Xelor re-read the 2nd paragraph of your post re Aristotle & Plato.Plato and Aristotle DID present arguments for a monotheist God.If his purpose is to discuss God only in the Judeo-Christian context then he should have stated that in the title of his thread.
For accomplished readers, there is no need for such an explicit title statement. Context makes it clear, particularly the three passages I provided to you. Indeed, the essay's opening sentence -- "Almost daily in United States one encounters stimuli that ask one to accept that God (in the Judeo-Christian sense of the word/being) exists. " -- establishes that context. That the essay, thus thread questions/theme, repeatedly expressly states "Judeo-Christian" conceptions of God as the framework under consideration establishes solidly that context for the discussion. As if that were not enough, the first paragraph of the essay concludes by asking expressly whether it is "rational to believe in The Divine as depicted in Jewish and Christian theological traditions."

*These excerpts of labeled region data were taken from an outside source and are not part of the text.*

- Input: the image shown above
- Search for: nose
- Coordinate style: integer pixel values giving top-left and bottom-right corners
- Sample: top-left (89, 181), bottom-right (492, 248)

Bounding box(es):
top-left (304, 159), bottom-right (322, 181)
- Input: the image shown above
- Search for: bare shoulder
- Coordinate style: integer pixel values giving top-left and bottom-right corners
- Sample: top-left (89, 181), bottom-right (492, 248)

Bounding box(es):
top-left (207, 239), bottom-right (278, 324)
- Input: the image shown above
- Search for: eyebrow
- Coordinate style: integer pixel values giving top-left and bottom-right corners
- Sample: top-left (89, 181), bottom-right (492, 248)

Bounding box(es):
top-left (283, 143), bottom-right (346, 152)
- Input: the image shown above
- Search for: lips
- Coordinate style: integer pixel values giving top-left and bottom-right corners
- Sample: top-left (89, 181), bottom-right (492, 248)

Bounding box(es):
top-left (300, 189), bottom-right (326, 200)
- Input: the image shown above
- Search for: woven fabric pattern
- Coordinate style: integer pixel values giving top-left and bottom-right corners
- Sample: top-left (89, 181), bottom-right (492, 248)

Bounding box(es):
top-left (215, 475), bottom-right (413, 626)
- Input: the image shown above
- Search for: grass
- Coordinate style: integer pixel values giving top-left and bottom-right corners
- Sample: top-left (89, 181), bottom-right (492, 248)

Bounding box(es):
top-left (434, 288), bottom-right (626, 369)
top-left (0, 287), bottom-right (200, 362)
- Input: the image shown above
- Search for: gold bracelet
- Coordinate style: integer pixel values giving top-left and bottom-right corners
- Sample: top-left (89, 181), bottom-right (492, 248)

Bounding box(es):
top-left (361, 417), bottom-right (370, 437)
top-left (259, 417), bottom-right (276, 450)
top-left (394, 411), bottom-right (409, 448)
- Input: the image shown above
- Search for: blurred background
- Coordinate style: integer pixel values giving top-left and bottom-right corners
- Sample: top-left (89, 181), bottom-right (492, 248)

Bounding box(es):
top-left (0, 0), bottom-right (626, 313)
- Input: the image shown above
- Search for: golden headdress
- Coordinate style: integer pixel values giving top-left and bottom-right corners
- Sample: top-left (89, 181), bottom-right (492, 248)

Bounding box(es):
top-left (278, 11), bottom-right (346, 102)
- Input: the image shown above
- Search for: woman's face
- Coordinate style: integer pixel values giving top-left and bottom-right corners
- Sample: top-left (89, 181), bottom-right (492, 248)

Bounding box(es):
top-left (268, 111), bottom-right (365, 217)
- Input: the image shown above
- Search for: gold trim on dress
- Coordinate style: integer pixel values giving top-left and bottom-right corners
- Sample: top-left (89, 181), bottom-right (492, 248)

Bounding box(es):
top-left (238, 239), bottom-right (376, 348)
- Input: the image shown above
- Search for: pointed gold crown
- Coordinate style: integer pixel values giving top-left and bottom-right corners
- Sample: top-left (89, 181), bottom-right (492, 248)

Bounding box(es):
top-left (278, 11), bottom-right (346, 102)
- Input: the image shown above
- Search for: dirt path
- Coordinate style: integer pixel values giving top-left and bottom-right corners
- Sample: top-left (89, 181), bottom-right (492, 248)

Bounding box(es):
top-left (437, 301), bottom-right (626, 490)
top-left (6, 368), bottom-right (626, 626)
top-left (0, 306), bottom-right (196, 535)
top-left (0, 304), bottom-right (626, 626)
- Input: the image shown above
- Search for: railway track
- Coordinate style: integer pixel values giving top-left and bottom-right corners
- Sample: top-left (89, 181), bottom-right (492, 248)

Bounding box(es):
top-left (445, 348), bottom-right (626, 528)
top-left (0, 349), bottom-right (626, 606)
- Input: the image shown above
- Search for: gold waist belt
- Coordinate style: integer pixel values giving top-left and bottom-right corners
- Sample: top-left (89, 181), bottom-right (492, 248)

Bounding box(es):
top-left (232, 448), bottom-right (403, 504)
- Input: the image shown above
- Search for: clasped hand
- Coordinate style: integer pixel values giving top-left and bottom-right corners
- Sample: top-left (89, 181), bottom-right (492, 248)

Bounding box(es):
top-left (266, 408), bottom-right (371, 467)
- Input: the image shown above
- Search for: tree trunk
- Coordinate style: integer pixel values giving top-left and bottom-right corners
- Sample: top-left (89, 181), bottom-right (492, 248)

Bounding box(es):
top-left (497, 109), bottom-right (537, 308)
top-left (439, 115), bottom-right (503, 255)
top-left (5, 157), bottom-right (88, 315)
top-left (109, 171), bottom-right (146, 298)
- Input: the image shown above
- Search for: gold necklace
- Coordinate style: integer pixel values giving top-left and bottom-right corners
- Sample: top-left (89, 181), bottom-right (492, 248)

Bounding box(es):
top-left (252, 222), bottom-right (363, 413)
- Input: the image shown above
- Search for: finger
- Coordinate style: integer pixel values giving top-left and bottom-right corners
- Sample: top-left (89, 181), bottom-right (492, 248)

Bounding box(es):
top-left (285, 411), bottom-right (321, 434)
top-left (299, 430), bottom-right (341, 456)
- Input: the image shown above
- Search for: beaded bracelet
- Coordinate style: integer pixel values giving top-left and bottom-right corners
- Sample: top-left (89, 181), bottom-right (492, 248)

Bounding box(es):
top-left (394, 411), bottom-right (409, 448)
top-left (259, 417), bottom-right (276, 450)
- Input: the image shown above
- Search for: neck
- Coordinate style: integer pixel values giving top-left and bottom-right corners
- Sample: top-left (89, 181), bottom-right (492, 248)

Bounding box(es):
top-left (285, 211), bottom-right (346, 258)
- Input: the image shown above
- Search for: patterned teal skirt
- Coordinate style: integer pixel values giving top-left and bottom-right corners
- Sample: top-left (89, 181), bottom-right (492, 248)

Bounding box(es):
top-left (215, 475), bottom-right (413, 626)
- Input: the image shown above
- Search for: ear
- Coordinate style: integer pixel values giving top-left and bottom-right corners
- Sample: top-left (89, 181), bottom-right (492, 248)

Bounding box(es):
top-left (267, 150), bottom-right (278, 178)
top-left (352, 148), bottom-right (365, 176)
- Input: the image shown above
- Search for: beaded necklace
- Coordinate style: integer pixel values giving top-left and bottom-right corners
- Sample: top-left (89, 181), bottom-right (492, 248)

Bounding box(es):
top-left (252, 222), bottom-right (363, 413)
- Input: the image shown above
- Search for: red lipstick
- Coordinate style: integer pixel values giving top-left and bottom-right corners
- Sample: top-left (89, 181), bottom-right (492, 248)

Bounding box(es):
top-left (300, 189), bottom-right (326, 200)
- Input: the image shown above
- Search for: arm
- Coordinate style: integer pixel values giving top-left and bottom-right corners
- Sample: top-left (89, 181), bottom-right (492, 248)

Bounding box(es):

he should have left out any arguments by Aristotle and Plato on the subject because they were neither Jewish nor Christian.
Here again, you demonstrate utter reading ineptitude by your failing to recognize the contextual relevance of Plato and Aristotle's being mention in connection with TCA. The TCA is a general notion that derives from a long held understanding that needs no particular or any form of theism to comprehend. Things, for the most part, do not arise out of nothing. Aquinas didn't invent that notion, but he is who adopted it as a means for arguing that his Judeo-Christian God exists.
Quite simply, Plato and Aristotle did not present arguments for monotheism, much less for the Judeo-Christian concept of God. For in Plato, one does not find "God," only "god" or "gods." God was not for Plato the name of a being or entity.
Aristotle presented the "uncaused cause" or "Prime Mover" idea. His concept of the Prime Mover is essentially that of Pantheism's God. Aristotle, who was clearly a monotheist, argued that the Prime Mover had to be immaterial. It could not be made of any kind of stuff, because matter is capable of being acted upon, it has potential to change. Since it is immaterial, it cannot perform any kind of physical, bodily action. Therefore, Aristotle thought, the activity of the Prime Mover, God, must be purely spiritual and intellectual. Thus, for Aristotle too, God was not the anthropomorphic God of Jews and Christians.
since you want some Judeo-Christian Pantheism...
Is your reading comprehension so bad that you fail to glean that not only have I no desire for any "Judeo-Christian Pantheism," I'm not going to discuss further anything having to do with Pantheism in this thread? The thread's OP may indulge that thematic shift of the thread's focus; that's his/her purview as the creator of the thread. I will not; I don't suffer fools at all.
And this is precisely why Socrates was ordered executed as well.